Ünlü Barlar Sokağı da (Vural Sokak) yine bu bölgede. Müziklerin mekanlardan taşıp birbirine karıştığı sokak, özellikle geceleri çok revaçta. Adalar’ ın bir başka popüler bölgesi de eskiden Fabrikalar olarak adlandırılan Hoşnudiye. Buradaki atölyeler tadil edilerek kafe – bar konseptinde mekanlara dönüştürülmüş. Varuna ve Havelka en ünlü işletmeler.

6. SAZOVA PARKI
Sazova, yaklaşık 400 bin metrekarelik alanı ile Eskişehir’in en büyük parkı. İçinde büyük bir gölet, büfe ve restoranlar, 1200 kişilik açık hava konser alanı, amfi tiyatro, bire bir ölçülerde yapılmış bir müze gemi, yanında Türkiye’nin en büyük uzay evi de bulunan Bilim Deney Merkezi, 2010 Türkiye’de Japon yılı etkinlikleri çerçevesinde Büyükşehir Belediyesi ve Türkiye’nin Japonya Büyükelçiliği iş birliğiyle yapılan Japon Bahçesi bulunuyor. Park alanı içinde özel gezi trenleri mevcut. Ayrıca aşağıda anlatacağım Masal Şatosu, akvaryum ve hayvanat bahçesi de Sazova Parkı’ nın içinde yer alıyor. Sazova’ ya rahat kıyafet ve ayakkabılarla gelip; en az bir gününüzü buraya ayırmanızı tavsiye ediyorum.

Masal Şatosu:
Sazova Parkı’ nın en göz alıcı yapısı şüphesiz masmavi kuleleri ile Masal Şatosu. Bence bizim şatomuz, Paris’ de bulunan Disneyland’ inkinden bile güzel (: Masal Şatosu irili ufaklı 26 kuleden oluşuyor. Büyük 8 kule; Galata Kulesi, Burgulu Kule (Amasya), Sindirella Kulesi, Kız Kulesi, Adalet Kulesi (Topkapı Sarayı), Ulu Kule (Mardin), Çan Kulesi (Diyarbakır) ve Yivli Kule’ nin (Antalya) birer kopyası.

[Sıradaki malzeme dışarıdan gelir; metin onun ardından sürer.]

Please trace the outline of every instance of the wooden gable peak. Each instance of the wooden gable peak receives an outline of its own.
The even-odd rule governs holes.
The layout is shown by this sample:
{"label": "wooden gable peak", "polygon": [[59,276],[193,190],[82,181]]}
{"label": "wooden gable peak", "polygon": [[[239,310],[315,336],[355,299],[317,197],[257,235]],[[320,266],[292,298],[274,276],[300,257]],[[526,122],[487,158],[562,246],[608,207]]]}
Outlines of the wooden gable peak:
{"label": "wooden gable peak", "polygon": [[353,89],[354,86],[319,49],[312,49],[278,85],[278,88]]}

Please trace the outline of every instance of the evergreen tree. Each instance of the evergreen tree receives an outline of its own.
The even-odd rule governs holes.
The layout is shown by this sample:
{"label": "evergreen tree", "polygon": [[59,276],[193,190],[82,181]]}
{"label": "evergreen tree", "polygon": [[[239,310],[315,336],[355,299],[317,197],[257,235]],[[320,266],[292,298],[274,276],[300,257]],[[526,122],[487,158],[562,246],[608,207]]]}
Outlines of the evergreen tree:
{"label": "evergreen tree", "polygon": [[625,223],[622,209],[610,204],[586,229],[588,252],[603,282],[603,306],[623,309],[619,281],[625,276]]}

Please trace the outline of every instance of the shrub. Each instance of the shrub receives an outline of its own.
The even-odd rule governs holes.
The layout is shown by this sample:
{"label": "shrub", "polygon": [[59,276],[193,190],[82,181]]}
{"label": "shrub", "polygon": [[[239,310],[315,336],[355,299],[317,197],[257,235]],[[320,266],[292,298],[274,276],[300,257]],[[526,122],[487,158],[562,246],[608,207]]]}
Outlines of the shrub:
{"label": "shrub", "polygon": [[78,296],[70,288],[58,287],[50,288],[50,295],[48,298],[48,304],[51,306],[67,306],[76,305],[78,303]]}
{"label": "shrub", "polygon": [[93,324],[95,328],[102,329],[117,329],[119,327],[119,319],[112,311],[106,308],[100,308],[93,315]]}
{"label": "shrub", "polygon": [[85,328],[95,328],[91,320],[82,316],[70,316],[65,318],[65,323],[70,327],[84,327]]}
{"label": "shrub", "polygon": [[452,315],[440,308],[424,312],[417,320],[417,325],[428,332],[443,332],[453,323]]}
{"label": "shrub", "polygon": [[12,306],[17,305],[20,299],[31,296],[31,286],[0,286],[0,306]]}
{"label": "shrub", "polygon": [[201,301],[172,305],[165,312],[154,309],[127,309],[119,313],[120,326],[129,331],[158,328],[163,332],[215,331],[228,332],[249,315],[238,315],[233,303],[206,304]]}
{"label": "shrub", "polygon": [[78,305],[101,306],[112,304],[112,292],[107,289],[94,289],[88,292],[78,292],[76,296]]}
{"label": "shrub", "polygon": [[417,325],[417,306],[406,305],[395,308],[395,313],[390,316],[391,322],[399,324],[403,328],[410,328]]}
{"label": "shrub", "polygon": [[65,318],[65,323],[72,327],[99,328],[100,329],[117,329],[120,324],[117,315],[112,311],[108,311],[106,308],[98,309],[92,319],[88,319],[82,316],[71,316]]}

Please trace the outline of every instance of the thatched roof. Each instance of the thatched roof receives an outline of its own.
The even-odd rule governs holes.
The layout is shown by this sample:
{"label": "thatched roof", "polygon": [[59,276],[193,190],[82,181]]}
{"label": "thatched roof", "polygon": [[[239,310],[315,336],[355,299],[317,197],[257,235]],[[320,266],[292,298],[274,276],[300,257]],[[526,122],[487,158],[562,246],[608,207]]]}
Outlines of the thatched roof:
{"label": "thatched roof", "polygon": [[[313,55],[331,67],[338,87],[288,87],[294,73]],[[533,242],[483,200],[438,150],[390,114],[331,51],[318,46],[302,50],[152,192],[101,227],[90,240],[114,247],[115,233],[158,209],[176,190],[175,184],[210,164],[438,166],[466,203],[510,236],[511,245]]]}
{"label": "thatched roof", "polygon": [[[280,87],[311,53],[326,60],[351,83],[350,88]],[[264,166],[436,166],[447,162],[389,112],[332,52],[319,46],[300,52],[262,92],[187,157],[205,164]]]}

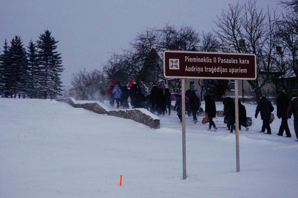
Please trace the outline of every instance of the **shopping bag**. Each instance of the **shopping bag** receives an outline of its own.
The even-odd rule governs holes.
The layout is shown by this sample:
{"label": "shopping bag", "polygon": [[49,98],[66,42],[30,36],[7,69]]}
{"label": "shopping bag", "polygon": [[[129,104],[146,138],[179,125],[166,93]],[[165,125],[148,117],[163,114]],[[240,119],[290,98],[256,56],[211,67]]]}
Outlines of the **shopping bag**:
{"label": "shopping bag", "polygon": [[203,119],[202,120],[202,123],[205,124],[209,122],[209,118],[208,116],[206,116],[206,117],[203,117]]}
{"label": "shopping bag", "polygon": [[251,117],[247,117],[246,118],[246,124],[249,126],[250,126],[252,124],[252,121]]}

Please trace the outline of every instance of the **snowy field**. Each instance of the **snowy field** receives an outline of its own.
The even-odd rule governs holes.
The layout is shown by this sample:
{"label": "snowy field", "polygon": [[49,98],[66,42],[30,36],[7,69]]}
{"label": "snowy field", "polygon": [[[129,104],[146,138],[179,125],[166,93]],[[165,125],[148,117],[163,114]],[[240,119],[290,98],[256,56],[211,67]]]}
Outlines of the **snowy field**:
{"label": "snowy field", "polygon": [[0,98],[0,197],[298,197],[293,121],[291,138],[277,135],[281,121],[274,106],[272,134],[260,133],[256,106],[244,104],[253,125],[240,132],[240,172],[235,134],[223,118],[215,119],[215,132],[187,116],[183,180],[175,112],[154,129],[55,101]]}

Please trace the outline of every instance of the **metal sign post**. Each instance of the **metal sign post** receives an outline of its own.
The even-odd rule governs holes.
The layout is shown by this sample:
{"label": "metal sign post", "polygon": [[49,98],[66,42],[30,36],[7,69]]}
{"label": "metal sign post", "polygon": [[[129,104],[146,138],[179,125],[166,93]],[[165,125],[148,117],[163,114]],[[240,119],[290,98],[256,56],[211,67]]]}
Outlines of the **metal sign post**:
{"label": "metal sign post", "polygon": [[257,78],[256,55],[242,53],[170,50],[164,51],[163,54],[164,76],[166,78],[181,78],[182,83],[183,179],[186,178],[185,78],[235,80],[236,161],[237,172],[239,172],[238,80],[255,80]]}
{"label": "metal sign post", "polygon": [[185,125],[185,79],[181,79],[182,87],[182,153],[183,168],[183,179],[186,179],[186,138]]}
{"label": "metal sign post", "polygon": [[239,109],[238,104],[238,80],[235,80],[235,113],[236,129],[236,169],[237,172],[240,171],[239,152]]}

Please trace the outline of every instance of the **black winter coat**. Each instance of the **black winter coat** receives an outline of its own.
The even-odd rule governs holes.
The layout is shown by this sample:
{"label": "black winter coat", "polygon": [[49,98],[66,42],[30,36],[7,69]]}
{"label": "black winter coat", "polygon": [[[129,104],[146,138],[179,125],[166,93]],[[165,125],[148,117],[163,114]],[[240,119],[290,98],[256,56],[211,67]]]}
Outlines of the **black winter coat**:
{"label": "black winter coat", "polygon": [[246,125],[246,109],[244,105],[241,104],[241,102],[238,101],[239,106],[239,123],[240,124],[244,126]]}
{"label": "black winter coat", "polygon": [[168,91],[167,91],[166,89],[166,88],[164,91],[164,98],[165,99],[166,104],[170,104],[172,102],[172,101],[171,100],[172,95],[171,94],[171,93],[170,93]]}
{"label": "black winter coat", "polygon": [[261,112],[261,118],[262,120],[270,119],[271,112],[274,110],[274,107],[272,106],[271,102],[265,97],[263,97],[258,103],[254,117],[257,116],[259,112]]}
{"label": "black winter coat", "polygon": [[215,118],[216,116],[216,109],[215,102],[211,97],[205,99],[205,113],[209,118]]}
{"label": "black winter coat", "polygon": [[195,92],[193,91],[189,97],[189,102],[192,111],[197,111],[200,110],[200,99],[195,94]]}
{"label": "black winter coat", "polygon": [[164,97],[162,90],[154,86],[151,89],[149,101],[153,104],[161,103],[164,101]]}
{"label": "black winter coat", "polygon": [[235,102],[232,99],[226,101],[224,105],[224,115],[226,118],[227,123],[235,123]]}
{"label": "black winter coat", "polygon": [[298,118],[298,98],[291,101],[289,104],[288,117],[290,118],[292,113],[294,115],[294,119]]}
{"label": "black winter coat", "polygon": [[284,92],[281,92],[277,95],[276,100],[276,107],[277,107],[276,115],[279,118],[287,116],[288,107],[290,101],[290,98],[287,96]]}
{"label": "black winter coat", "polygon": [[174,109],[177,111],[177,115],[182,115],[182,98],[180,95],[177,95],[175,96],[176,103],[174,107]]}

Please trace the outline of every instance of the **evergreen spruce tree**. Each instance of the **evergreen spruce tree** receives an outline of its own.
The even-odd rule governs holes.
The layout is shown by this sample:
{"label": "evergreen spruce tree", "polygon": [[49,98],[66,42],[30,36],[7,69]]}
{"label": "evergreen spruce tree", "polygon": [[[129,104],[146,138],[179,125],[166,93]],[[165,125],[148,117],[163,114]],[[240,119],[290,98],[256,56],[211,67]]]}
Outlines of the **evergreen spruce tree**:
{"label": "evergreen spruce tree", "polygon": [[60,73],[64,69],[61,65],[61,54],[55,51],[56,41],[47,30],[40,35],[37,41],[38,52],[40,61],[43,78],[42,88],[44,99],[52,98],[62,96],[63,86]]}
{"label": "evergreen spruce tree", "polygon": [[13,81],[12,71],[10,63],[10,55],[8,50],[9,46],[7,41],[5,39],[3,46],[2,53],[0,55],[0,68],[1,73],[0,77],[0,93],[4,97],[8,97],[9,96],[12,97],[12,88]]}
{"label": "evergreen spruce tree", "polygon": [[23,97],[27,92],[28,72],[26,50],[19,37],[15,36],[10,42],[9,47],[10,66],[12,72],[11,89],[15,97],[16,94]]}
{"label": "evergreen spruce tree", "polygon": [[28,95],[31,98],[41,98],[43,96],[39,90],[41,87],[42,73],[36,45],[30,40],[27,47],[28,71],[29,73],[28,85]]}

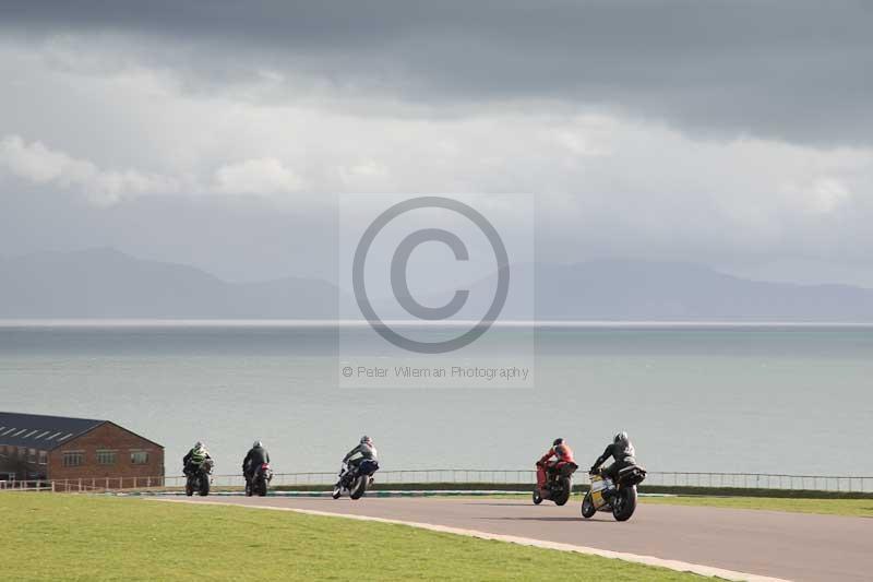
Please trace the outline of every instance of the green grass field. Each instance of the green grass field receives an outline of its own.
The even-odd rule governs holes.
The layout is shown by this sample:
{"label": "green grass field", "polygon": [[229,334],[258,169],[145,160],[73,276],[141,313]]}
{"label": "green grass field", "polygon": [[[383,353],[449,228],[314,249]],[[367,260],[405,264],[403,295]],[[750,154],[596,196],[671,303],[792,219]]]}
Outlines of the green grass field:
{"label": "green grass field", "polygon": [[596,556],[219,506],[0,494],[16,580],[701,580]]}
{"label": "green grass field", "polygon": [[670,506],[704,506],[873,518],[873,499],[800,499],[778,497],[643,497],[641,499],[644,503]]}

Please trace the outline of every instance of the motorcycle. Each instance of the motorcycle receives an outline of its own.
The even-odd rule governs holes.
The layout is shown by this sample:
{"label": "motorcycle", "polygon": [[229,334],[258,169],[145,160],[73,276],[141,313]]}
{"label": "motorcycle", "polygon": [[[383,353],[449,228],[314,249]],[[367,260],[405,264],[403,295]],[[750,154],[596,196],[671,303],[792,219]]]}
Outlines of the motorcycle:
{"label": "motorcycle", "polygon": [[258,497],[264,497],[272,479],[273,470],[270,468],[270,463],[261,463],[261,466],[254,470],[252,478],[246,483],[246,496],[256,495]]}
{"label": "motorcycle", "polygon": [[373,484],[373,473],[379,471],[379,463],[372,459],[364,459],[357,466],[339,473],[339,480],[334,485],[331,497],[339,499],[343,491],[347,491],[351,499],[360,499],[367,492],[367,487]]}
{"label": "motorcycle", "polygon": [[573,490],[573,473],[579,466],[572,461],[563,462],[546,472],[546,485],[534,487],[534,504],[542,503],[543,499],[551,499],[555,506],[563,506],[570,499]]}
{"label": "motorcycle", "polygon": [[614,484],[602,471],[589,475],[591,488],[582,500],[582,516],[587,520],[598,511],[611,511],[615,521],[630,520],[636,510],[636,486],[646,478],[646,470],[627,465],[619,471]]}
{"label": "motorcycle", "polygon": [[191,497],[194,491],[201,497],[210,495],[210,485],[212,485],[212,467],[213,460],[206,459],[200,465],[191,466],[186,470],[184,495]]}

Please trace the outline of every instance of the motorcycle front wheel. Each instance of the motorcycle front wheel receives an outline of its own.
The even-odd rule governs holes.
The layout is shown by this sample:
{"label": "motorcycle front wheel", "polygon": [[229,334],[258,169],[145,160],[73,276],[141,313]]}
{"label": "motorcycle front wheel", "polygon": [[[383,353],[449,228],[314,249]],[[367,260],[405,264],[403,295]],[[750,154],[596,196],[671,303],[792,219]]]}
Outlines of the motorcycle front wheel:
{"label": "motorcycle front wheel", "polygon": [[258,497],[265,497],[266,496],[266,479],[260,478],[258,479]]}
{"label": "motorcycle front wheel", "polygon": [[612,516],[615,521],[627,521],[636,510],[636,487],[623,487],[615,494],[612,502]]}
{"label": "motorcycle front wheel", "polygon": [[594,518],[595,513],[597,513],[597,509],[594,507],[594,499],[591,499],[591,492],[588,491],[582,499],[582,516],[585,518],[586,520],[589,520]]}

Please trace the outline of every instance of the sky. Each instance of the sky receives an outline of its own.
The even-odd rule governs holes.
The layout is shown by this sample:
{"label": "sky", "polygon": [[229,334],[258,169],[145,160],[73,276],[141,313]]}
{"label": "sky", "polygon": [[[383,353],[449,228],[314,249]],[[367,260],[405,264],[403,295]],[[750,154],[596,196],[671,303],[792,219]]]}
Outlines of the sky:
{"label": "sky", "polygon": [[873,286],[871,29],[852,1],[5,1],[0,253],[333,278],[347,195],[526,193],[540,261]]}

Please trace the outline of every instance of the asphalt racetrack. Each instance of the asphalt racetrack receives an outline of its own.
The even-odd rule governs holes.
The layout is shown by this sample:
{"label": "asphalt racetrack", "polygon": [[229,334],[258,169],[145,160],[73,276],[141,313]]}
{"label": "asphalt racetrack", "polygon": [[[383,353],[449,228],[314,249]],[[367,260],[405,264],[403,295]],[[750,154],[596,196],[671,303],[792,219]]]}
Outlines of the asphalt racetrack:
{"label": "asphalt racetrack", "polygon": [[582,519],[579,500],[476,498],[186,498],[402,520],[681,560],[798,581],[873,579],[873,520],[641,503],[631,521]]}

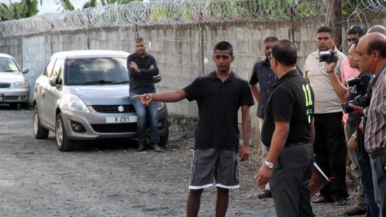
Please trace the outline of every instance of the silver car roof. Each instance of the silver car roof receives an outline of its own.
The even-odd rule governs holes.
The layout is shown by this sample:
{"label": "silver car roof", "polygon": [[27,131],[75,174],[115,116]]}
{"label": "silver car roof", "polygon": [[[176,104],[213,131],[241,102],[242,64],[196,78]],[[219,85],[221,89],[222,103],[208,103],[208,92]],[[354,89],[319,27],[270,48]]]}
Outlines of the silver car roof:
{"label": "silver car roof", "polygon": [[14,59],[12,56],[6,54],[0,54],[0,57],[9,57]]}
{"label": "silver car roof", "polygon": [[128,57],[130,53],[119,50],[79,50],[56,52],[51,58],[83,59],[98,57]]}

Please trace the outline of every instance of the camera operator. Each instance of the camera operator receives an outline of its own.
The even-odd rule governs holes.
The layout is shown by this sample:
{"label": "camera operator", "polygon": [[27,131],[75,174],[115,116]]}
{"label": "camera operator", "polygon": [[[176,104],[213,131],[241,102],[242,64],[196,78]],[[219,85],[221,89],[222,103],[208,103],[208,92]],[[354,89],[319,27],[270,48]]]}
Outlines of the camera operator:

Burada periyodik olarak düzenlenen üç masal seansı (Bir Varmış Bir Yokmuş, Masal Masal İçinde ve Gizemli Yolculuk), Çocuk Kulübü ve farklı zamanlarda düzenlenen atölye çalışmaları, gösteriler, söyleşiler gerçekleştiriliyor. Böylece çocukların interaktif bir masala dahil edilerek, onlara merak, cesaret ve özgürlük kavramlarının kazandırılması, görsel ve işitsel materyallerle hayal güçlerinin geliştirilmesi ve kitap sevgisi aşılanması hedeflenmiş. Bizce çok da güzel olmuş. Biz de çocuklar kadar güzel vakit geçirdik! Giriş tam 10₺, çocuk 5₺.

Eti Su Altı Dünyası:
Eskişehir Büyükşehir Belediyesi ve ETİ’ nin desteğiyle hayata geçirilen Eskişehir Büyükşehir Belediyesi ETİ Sualtı Dünyası, 2014 yılında açılmış. 3200 metrekarelik alana kurulan tesisin ve 2350 metrekarelik kısmını akvaryum oluşturuyor. Teraryum, dokunma akvaryumu, tropikal akvaryum, amazon nehri ve mersin akvaryumu gibi bölümleri bulunan Sualtı Dünyası’nda 123 farklı türden yaklaşık 3000 adet sualtı canlısı bulunuyor. Giriş tam 10₺, çocuk 5₺.

Hayvanat Bahçesi
Eskişehir Hayvanat Bahçesi’ nin sevimli misafirlerine ayrılan alan 58 bin metrekare genişliğinde. Aynı bölgede yer alan 27 bin metrekarelik Japon Bahçesi ile birlikte kompleksin toplam alanı 85 bin metrekareyi buluyor. Burada 120 farklı türde hayvan var. Hayvancıkların yaşam alanlarının sağlıklı, nitelikli ve doğal ortamlarına mümkün olan en yakın şekilde kurulmasına özen gösterilmiş. Mirketler, penguenler ve lemurlar bahçenin en gözde sakinleri. Hayvanat bahçesi ve akvaryuma aynı bilet ile giriliyor.